I'm sure this has probably been answered before, but I can't find an answer in the forum.

I have a SIP 01373 scrollsaw, and am trying to use pinless blades. The clamps look just like the Axminster ones here: http://www.axminster.co.uk/blade-clamp-for-awvfs-fretsaw

How do you go about making sure your pinless blades are lined up at the right height, in both the top and bottom clamps? Do you do it by eye, and then tension it a bit more or less, or have you modified your clamps so the blades fit in exactly right each time? If so, how?

When I try tensioning, or turn on after applying tension, the blade often pings out - how do you increase the grip on the blade in the clamps? I've tried rubbing a little fine sandpaper on the inside of the clamp, just wondering if anything else helps.

Thanks in advance!


----------



## bodgerbaz (10 Feb 2014)

My saw is pinless as standard so I may not be able to help but I'll try.

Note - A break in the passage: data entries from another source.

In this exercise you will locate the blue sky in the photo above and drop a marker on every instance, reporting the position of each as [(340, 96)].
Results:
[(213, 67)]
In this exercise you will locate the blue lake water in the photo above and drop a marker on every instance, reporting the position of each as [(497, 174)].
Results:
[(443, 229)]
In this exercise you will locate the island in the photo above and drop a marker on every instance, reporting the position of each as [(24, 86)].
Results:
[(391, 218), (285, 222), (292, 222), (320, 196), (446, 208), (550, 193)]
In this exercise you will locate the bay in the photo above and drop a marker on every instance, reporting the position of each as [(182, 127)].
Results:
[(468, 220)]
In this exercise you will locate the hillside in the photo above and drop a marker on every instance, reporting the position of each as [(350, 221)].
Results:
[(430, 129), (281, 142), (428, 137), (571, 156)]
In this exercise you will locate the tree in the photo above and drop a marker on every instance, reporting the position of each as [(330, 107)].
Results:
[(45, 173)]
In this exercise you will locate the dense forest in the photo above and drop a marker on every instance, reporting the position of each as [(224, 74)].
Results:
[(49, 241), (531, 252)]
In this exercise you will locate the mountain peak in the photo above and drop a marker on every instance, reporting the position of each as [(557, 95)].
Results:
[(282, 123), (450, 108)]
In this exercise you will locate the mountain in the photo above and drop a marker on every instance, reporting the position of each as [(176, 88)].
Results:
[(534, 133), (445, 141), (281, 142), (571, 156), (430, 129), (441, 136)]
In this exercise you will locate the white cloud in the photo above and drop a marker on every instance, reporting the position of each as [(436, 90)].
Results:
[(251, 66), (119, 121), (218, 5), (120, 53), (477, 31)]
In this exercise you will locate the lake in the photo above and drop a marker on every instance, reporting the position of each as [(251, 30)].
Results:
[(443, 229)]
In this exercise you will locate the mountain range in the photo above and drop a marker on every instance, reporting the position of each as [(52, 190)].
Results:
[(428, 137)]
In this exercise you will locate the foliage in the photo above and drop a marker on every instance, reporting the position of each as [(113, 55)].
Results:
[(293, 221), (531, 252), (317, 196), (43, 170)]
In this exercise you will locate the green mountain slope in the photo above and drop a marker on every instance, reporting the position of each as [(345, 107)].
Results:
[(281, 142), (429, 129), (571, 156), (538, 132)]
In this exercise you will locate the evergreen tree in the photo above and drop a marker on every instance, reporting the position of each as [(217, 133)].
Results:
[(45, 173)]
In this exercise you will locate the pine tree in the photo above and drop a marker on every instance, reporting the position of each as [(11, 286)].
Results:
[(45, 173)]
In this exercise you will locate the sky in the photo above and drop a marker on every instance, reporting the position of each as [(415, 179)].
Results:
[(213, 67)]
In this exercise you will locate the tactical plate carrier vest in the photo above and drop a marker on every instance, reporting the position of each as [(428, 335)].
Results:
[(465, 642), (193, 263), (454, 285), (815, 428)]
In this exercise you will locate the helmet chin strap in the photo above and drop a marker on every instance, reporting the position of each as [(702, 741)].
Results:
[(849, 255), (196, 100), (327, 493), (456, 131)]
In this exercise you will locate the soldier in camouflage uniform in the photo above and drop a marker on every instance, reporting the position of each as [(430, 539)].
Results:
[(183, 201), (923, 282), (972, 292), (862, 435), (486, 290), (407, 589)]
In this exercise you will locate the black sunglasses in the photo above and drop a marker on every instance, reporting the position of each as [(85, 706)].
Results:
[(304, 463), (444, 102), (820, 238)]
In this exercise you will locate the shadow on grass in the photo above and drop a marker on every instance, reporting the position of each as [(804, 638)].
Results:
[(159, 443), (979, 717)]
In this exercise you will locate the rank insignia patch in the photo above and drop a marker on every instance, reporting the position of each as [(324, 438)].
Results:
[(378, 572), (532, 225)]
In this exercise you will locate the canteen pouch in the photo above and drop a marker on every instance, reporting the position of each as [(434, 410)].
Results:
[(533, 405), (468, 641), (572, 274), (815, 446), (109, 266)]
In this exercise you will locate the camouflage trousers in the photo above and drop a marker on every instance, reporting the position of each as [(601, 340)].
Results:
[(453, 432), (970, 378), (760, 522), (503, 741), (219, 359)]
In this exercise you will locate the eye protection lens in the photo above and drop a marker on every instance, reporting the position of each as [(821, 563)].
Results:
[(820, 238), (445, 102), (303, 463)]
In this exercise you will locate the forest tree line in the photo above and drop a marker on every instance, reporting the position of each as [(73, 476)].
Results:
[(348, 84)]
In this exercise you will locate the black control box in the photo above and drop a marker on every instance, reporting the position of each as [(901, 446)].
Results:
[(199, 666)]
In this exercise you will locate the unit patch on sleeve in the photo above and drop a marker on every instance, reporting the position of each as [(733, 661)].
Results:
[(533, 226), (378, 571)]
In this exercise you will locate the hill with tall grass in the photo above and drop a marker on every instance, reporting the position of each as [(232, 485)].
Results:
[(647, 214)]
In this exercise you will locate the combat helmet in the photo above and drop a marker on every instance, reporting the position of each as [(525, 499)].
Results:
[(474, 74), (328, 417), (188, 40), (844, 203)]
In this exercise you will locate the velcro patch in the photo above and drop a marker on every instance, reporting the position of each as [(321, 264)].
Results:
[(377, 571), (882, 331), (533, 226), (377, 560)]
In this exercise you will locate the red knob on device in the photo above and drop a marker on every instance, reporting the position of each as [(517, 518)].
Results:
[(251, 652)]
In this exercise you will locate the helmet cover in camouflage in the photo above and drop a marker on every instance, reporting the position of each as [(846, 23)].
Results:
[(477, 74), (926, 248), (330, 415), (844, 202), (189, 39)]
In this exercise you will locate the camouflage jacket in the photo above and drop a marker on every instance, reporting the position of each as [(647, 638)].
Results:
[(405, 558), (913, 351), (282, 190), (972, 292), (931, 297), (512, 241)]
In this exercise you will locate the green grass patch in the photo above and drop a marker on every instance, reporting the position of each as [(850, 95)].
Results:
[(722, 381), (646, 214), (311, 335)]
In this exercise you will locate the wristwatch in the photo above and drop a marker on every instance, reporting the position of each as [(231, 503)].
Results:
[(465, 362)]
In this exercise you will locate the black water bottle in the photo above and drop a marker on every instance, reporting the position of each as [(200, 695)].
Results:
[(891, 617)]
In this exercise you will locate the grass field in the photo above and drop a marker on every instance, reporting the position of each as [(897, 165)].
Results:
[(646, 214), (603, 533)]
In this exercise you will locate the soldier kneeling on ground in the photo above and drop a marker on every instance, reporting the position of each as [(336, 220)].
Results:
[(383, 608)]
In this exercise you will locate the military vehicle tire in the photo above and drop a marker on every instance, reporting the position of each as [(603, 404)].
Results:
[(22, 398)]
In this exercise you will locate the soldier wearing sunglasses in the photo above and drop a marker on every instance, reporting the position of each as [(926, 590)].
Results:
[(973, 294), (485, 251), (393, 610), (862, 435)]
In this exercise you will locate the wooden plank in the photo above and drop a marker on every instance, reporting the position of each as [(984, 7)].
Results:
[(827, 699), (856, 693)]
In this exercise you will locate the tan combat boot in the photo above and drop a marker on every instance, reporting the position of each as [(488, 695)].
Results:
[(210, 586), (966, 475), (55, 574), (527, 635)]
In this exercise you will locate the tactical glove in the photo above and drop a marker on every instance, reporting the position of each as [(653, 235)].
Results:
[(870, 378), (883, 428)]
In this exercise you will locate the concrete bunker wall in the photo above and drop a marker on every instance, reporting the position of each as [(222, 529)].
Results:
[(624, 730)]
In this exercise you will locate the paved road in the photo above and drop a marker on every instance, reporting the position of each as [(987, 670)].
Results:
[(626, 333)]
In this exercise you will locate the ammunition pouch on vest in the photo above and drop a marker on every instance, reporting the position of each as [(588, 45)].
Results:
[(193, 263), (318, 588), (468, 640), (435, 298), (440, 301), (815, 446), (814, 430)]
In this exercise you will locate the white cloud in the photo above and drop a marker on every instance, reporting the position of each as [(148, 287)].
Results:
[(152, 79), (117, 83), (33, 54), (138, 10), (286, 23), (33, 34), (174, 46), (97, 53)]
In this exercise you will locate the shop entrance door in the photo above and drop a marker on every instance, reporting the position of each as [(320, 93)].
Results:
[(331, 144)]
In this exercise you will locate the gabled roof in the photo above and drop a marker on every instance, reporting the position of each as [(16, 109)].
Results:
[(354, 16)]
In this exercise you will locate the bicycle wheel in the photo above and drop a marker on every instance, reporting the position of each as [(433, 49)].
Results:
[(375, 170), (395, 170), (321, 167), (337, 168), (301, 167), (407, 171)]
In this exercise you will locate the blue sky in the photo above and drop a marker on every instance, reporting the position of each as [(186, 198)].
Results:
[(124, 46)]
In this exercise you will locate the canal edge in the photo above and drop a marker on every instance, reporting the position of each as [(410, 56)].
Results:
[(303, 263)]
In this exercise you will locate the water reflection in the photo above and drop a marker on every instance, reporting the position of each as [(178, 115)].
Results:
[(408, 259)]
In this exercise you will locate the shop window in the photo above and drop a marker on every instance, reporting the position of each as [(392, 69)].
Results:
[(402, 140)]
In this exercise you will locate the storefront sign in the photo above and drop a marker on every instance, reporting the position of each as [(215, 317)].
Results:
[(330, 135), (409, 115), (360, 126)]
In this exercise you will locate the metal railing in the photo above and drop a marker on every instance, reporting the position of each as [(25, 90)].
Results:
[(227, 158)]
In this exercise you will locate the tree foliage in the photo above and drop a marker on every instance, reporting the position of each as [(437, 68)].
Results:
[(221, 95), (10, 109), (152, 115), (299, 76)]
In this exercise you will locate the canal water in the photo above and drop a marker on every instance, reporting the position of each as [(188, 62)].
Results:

With my pinless saw I attach a blade clamp to a blade with a key then install the blade into the saw. That fixes the bottom. I then offer up the blade to the top clamp on the 'C' arm and tighten it onto the arm with the thumbscrew. I then adjust the tension until it hits the right note.

With the link you sent, it would seem that you clamp the blade at the bottom using an allen key then offer it up and tighten the top using the allen key. If its 'pinging' out you may have to tighten it up a bit more?

Sorry I can't be more helpful but its easier to envision it when its in front of you.

Barry


----------



## kdampney (10 Feb 2014)

Thanks for the reply Barry.

Generally I release the tension, clamp the blade in at the top (where I can see what I'm doing, and guesstimate where the blade would be if it were pinned). I then hold down the arm and try to clamp at the bottom, where I can barely see what's going on, then re-apply tension, however that can cause the blade to pop out.

I probably have too much tension, but the knob is a quick release one - you turn it and/or lift up/press down (and it has bent before when doing the latter). It's quite fiddly to get right!


----------



## bodgerbaz (10 Feb 2014)

I've never used a pinned bladed saw so I'm sure what procedure you follow but for pinless saws you always clamp the bottom first then do all the adjustments at the top where you can see what you're doing. Might be worth giving it a whirl?


----------



## martinka (10 Feb 2014)

When I had a saw with the same clamps, I fitted the blades by eye, and wasn't too particular as it was easy to tweak the tension at the back of the saw. Spend a couple of minutes with the sandpaper, or better still some wet and dry or decent medium to fine emery cloth, and try to get the inside of the clamp a bit smoother, there are probably kerf marks left from when the slot was cut. Some clamps seem to be better than others. Also make sure there is no oil on the blade, I'm sure some blades are oiled to stop them rusting. I think these clamps want to be a bit tighter than some other types as the blades are not allowed to move. Unfortunately it's a bit of a compromise because if you get them too tight, they snap near the clamp after a bit of use. I don't know how long you have been scrolling, but most people seem to have these problems when they start out, so stick at it, it comes good eventually.


----------



## kdampney (10 Feb 2014)

Great, thanks, I'll try those suggestions! I've not been scrolling for long (mainly due to the lack of anywhere permanent to do it!). I also plan to change the clamp screws with quick-release-type handles as soon as I can.


----------